The development at 180 East 88th Street employs a number of zoning loopholes in order to build an out-of-scale tower rising to 524 feet tall. These include a manipulation of the mechanical exemption in the city’s zoning rules to create a 3-story intra-building void and use of ultra-luxury 16 foot floor-to-floor heights on the upper stories. Both of these tactics raise the overall height of the building hundreds of feet beyond the typical scale of development seen on the Upper East Side, which is usually limited to 300-350 feet thanks to contextual “tower-on-base” zoning rules.
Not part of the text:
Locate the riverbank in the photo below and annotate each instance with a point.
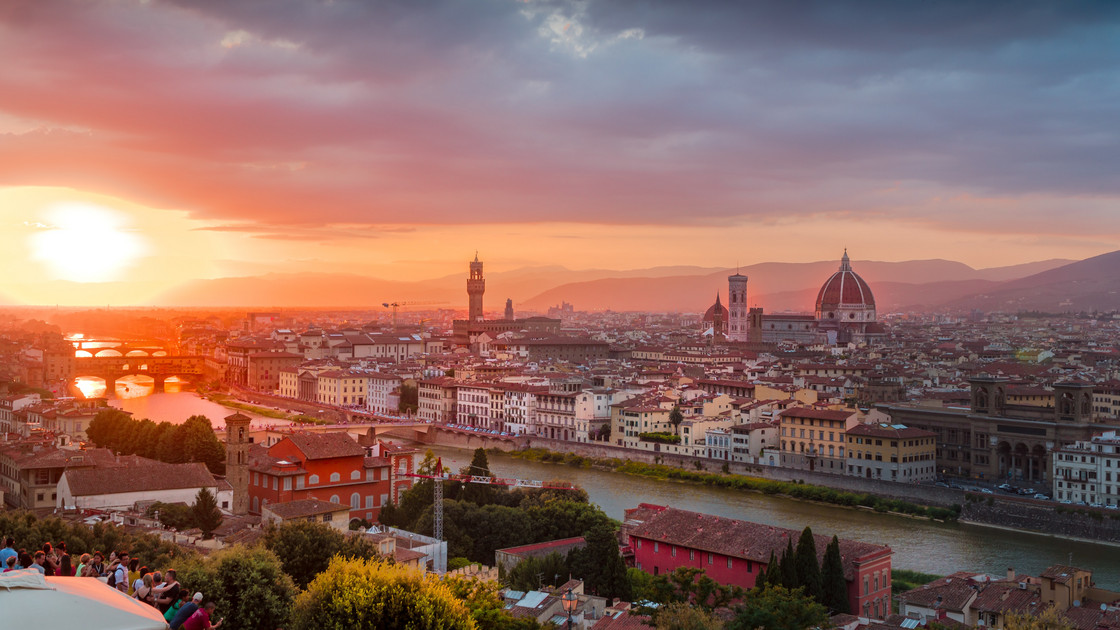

The lawsuit centers on the City’s approval of a tactic by the developer devised specifically to circumvent the “tower-on-base” rule which requires any tower on the Upper East Side to have a base along the street line that roughly matches the height of its neighbors, so as to preserve the continuity of the block and the sliver building rule, which prohibits tall towers on narrow lots.
In order to skirt the rules, the developer created a tiny new unbuildable, 10-foot micro-lot fronting East 88th Street, claiming that the company did not own the lot, and therefore, that the building did not have frontage along this side street. In reality, this sham lot can be traced to the same owner, and the new development will utilize this area as access to the building’s primary entrance.
Not only does this case impact the Upper East Side, but it will have citywide implications, setting a precedent to allow developers to sculpt a zoning lot to evade the City’s zoning rules, paving the way for other abuses and exacerbating overdevelopment across the entire city.
“An unbuildable lot is an unbiddable lot and it must not be the reason this 524-foot skyscraper gets to go up,” said Council Member Ben Kallos.
“Maintaining livable communities requires rational development where everyone plays by the rules. The idea that illegally slicing off a tiny sliver lot should enable a developer to completely ignore zoning requirements is simply outrageous,” said State Senator Liz Krueger. “We need to stand up for a thoughtful, community-based approach to development. Ignoring what rules we already have is a recipe for chaos.”